Hacker News new | ask | show | jobs
by spullara 1264 days ago
The basic idea of the system was to scan a reverse chronologically ordered list of "user id, tweet id", filtering out any tweet whose user wasn't in the follow set (or sets in the case of scan sharing) until you retrieved enough tweets for the timeline request. There are a bunch of variants in the patent, but that is the basic idea. At the time, I estimated that Twitter was spending 80% of its CPU time in the DC doing thrift/json/html serialization/deserialization and mused about merging all the separate services into a single process. Lot's of opportunity for optimization.
2 comments

Interesting, 80% seems a bit on the higher end nowadays though? For example, Google quantified this as the "datacenter tax" and through their cluster wide profiling tooling saw that it was 22-27% of all CPU cycles (still a huge amount). They go a different route and suggest hardware accelerators for common operations.
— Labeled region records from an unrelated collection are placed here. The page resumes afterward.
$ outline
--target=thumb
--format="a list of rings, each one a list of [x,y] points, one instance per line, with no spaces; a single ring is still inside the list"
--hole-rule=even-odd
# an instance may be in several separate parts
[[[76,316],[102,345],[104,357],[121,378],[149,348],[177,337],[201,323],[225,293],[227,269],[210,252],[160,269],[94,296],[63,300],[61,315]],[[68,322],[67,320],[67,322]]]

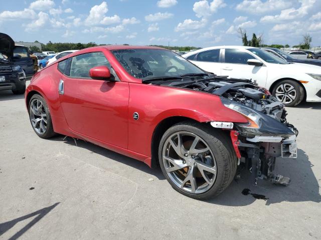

Datacenter tax was defined as:

"The components that we included in the tax classification are: protocol buffer management, remote procedure calls (RPCs), hashing, compression, memory allocation and data movement."

https://static.googleusercontent.com/media/research.google.c...

This was back when there was 0 encryption, 0 compression, and using thrift and there is little actual business logic.
Could you give an insight into the reasons that such a system never replaced the existing implementation?
It is extremely difficult to change out data formats.